Para o estudo, os pesquisadores revisaram 73 artigos publicados para analisar parâmetros como os 10 fatores ambientais mais predominantes e as condições de gestão associadas às mudanças climáticas, assim como a adaptação ao clima. “Fatores que influenciam a produção de café têm grande impacto no interesse dos compradores, no preço do café e, em última instância, na subsistência dos agricultores que o cultivam”, explicou Sean Cash, coautor da pesquisa.

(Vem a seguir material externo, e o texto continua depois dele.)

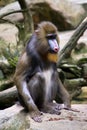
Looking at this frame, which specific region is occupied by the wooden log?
[0,86,18,109]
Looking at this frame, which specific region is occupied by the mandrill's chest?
[46,53,58,63]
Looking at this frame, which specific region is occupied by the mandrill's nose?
[54,47,59,53]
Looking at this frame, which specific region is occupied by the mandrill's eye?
[46,34,57,39]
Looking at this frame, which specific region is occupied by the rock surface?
[0,104,87,130]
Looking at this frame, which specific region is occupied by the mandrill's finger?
[64,107,80,112]
[32,116,42,123]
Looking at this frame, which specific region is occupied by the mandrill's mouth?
[49,47,59,54]
[47,52,58,63]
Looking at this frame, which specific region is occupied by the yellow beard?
[47,53,58,63]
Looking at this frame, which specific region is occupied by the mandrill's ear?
[35,29,40,35]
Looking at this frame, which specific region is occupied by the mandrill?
[14,22,71,122]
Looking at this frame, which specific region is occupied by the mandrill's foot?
[30,111,43,123]
[42,103,61,115]
[59,104,80,112]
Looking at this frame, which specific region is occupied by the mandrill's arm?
[58,77,71,109]
[14,52,37,111]
[14,53,41,122]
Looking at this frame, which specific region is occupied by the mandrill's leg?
[56,77,71,109]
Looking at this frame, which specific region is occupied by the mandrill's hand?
[30,111,43,122]
[59,104,79,112]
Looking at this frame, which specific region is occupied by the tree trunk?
[57,17,87,67]
[18,0,33,32]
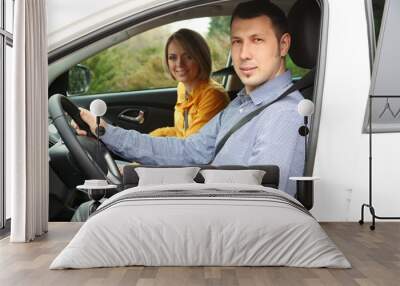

A equipe notou que as tendências mais predominantes estão associadas às fazendas em altitudes mais elevadas, onde o sabor e aroma do café são melhores, e à grande exposição das plantações à luz solar com a diminuição na qualidade do grão. De modo geral, a revisão concluiu que a qualidade do café é suscetível ao estresse hídrico e ao aumento da temperatura e CO2 — embora sejam necessárias mais pesquisas para confirmar esta relação.

(Imagem: Reprodução/Mike Kenneally/Unsplash)
(Imagem: Reprodução/Mike Kenneally/Unsplash)

Algumas maneiras de abrandar os efeitos das mudanças climáticas, segundo os pesquisadores, seriam o gerenciamento do controle de sombra e luz nas plantações, seleção e cultivo de grãs resistentes ao clima e o controle de pragas. “É importante estudar esses impactos nas lavouras em geral, não apenas no café. Nossos sistemas alimentares apoiam nossa segurança alimentar, nutrição e saúde”, acrescentou a etnobotânica e coautora da pesquisa, Selena Ahmed.

Café criado em laboratório seria a alternativa?

Cientistas do Centro de Pesquisa Técnica (VTT, na sigla em inglês) da Finlândia — país que mais consome café no mundo — estão trabalhando no que eles chamam “café sustentável”, criado em laboratório, sem passar por qualquer cultivo convencional. Segundo os pesquisadores, este café poderia evitar muitos dos problemas ambientais associados ao cultivo em massa de plantações de café.

(Imagem: Reprodução/Heiko Rischer et al./VTT)
(Imagem: Reprodução/Heiko Rischer et al./VTT)

O café sustentável não é produzido a partir de grãos, mas de um aglomerado de células da planta de café cultivados nas condições de temperatura, luz e oxigênio rigorosamente controlados em laboratório. Após torrado, o pó deste café pode ser consumido da mesma maneira que o tradicional — embora ainda não seja permitido seu consumo.

A equipe ainda realiza uma análise mais aprofundada para estimar o quão sustentável este produto seria em uma escala global de produção. “Já sabemos que nossa pegada hídrica, por exemplo, é muito menor do que o necessário para o crescimento do campo”, explicou o pesquisador Heiko Rischer. Por enquanto, os pesquisadores não podem ingerir o produto, apenas sentir o sabor e, então, cuspir a bebida.

(Imagem: Reprodução/Heiko Rischer et al./VTT)
(Imagem: Reprodução/Heiko Rischer et al./VTT)

Em comparação ao café convencional, o de laboratório é menos amargo e o sabor de café, em si, é menos acentuado. Em setembro deste ano, a startup Atomo anunciou ter arrecadado US $11,5 milhões para financiar seu café molecular, bem parecido ao desenvolvido pela equipe de Rischer. Apesar dos benefícios ambientais da produção em laboratório, os EUA e o Canadá pedem cautela quanto ao seu consumo, pois é um “alimento novo”.

Além disso, alguns especialistas dizem ser necessário analisar o impacto econômico ao substituir as plantações tradicionais de café pela produção em laboratório. Para Rischer, a Finlândia deve levar quatro anos para que o café sustentável obtenha uma aprovação e apoio comercial.